Le lendemain, jour spécial : nous nous attaquons au Grand Colombier. Ce parcours nous donne satisfaction et nous dégustons un énième coca au sommet, accompagné d’une crêpe. Nous profitons aussi de la douceur des températures, plus bas dans le bassin de Culoz la canicule s’annonce. Notre trajet vers Valence sous 42 degrés reste gravé dans notre mémoire. Le soleil nous brûle le dos tandis que nous atteignons le sud de la France. Le bruit des criquets parvient à nos oreilles, accompagné de l’odeur des pins et des figues, les routes sont sèches et un vent tiède souffle doucement. La France a quelque chose de réconfortant et presque magique. Nous découvrons les profondeurs de l’Ardèche et de l’Hérault, la diversité des paysages est impressionnante. Mais pour atteindre Perpignan il nous faut braver la Tramontane et rouler avec des vents de 30 nœuds face à nous.

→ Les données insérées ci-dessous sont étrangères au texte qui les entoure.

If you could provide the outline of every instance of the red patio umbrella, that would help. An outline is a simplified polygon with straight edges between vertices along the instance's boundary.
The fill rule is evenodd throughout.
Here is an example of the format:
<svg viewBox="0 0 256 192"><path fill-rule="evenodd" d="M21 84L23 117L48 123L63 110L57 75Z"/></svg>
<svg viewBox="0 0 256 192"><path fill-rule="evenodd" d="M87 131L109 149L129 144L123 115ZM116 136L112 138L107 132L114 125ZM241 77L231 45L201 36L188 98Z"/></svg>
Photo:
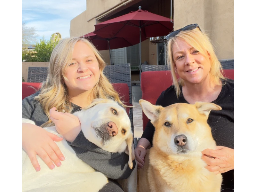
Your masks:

The European Divide Trail in 80 Days
The European Divide Trail in 80 Days
The European Divide Trail in 80 Days
The European Divide Trail in 80 Days

Nous arrivons en Espagne et dans un parcours particulièrement vallonné. Nos efforts sont cependant vite récompensés, chaque jour une surprise nous attend : les magnifiques paysages de la Catalogne, ses villages pittoresques, ses bons cafés et bocadillo. Nous croisons quelques sangliers et chevreuils. À ce moment-là nos corps sont fatigués mais habitués à l’effort et les montées de 10km à 10% de moyenne sont finalement appréciées. Toujours en Catalogne la chaîne de Julien déraille au niveau du pédalier. Pas de chance, c’est assez rare et nous comprenons qu’il nous faut trouver un nouveau pédalier. C’est la gentillesse catalane du gérant d’un café pour cyclistes qui nous sauve. Il réussit à nous trouver un monoplateau qui convient juste avant qu’il ne parte pour Granada pour une course de gravel. Nous lui souhaitons bonne chance.

Notre voyage nous aura couté quatre chaînes et deux casettes. Julien a changé ses plaquettes trois fois, cassé deux rayons et son pédalier. Nicolas a eu le moins de chance au niveau crevaisons. Mais globalement nous sommes restés chanceux dans nos malheurs. Les sentiers espagnols nous ont offerts une variété exceptionnelle. Traverser des parcs nationaux, de magnifiques descentes dans les gorges, des paysages désertiques dans la « laponie du Sud »… Nous enchaînons aussi les cafés, bocadillos et d’autres tapas. Après Cazorla nous roulons au travers de vignes et de champs d’oliviers et où nous croisons d’autres chevreuils.

Nous approchons du Portugal où quelques chiens mal élevés parviennent à nous effrayer. Nos mollets leur font envie mais nous parvenons à nous échapper sans soucis. Nos derniers jours s’écoulent parmi des fermes de cochons ibériens. Cela fait plusieurs semaines que nous n’avons pas vu la mer mais nous nous en approchons. 80 jours après notre départ de Grense Jakobselv nous arrivons près de Sagres au coucher de soleil, entourés de combi Volkswagen et de surfeurs. Nous repensons à tout notre périple, et tout ce que cette aventure nous a offert. La variété des paysages que l’Europe a à offrir, parfois encore sauvages. Notre but est largement atteint, ce voyage n’était ni une promenade de santé, ni une épreuve d’ultra mais une véritable aventure bikepacking entre copains.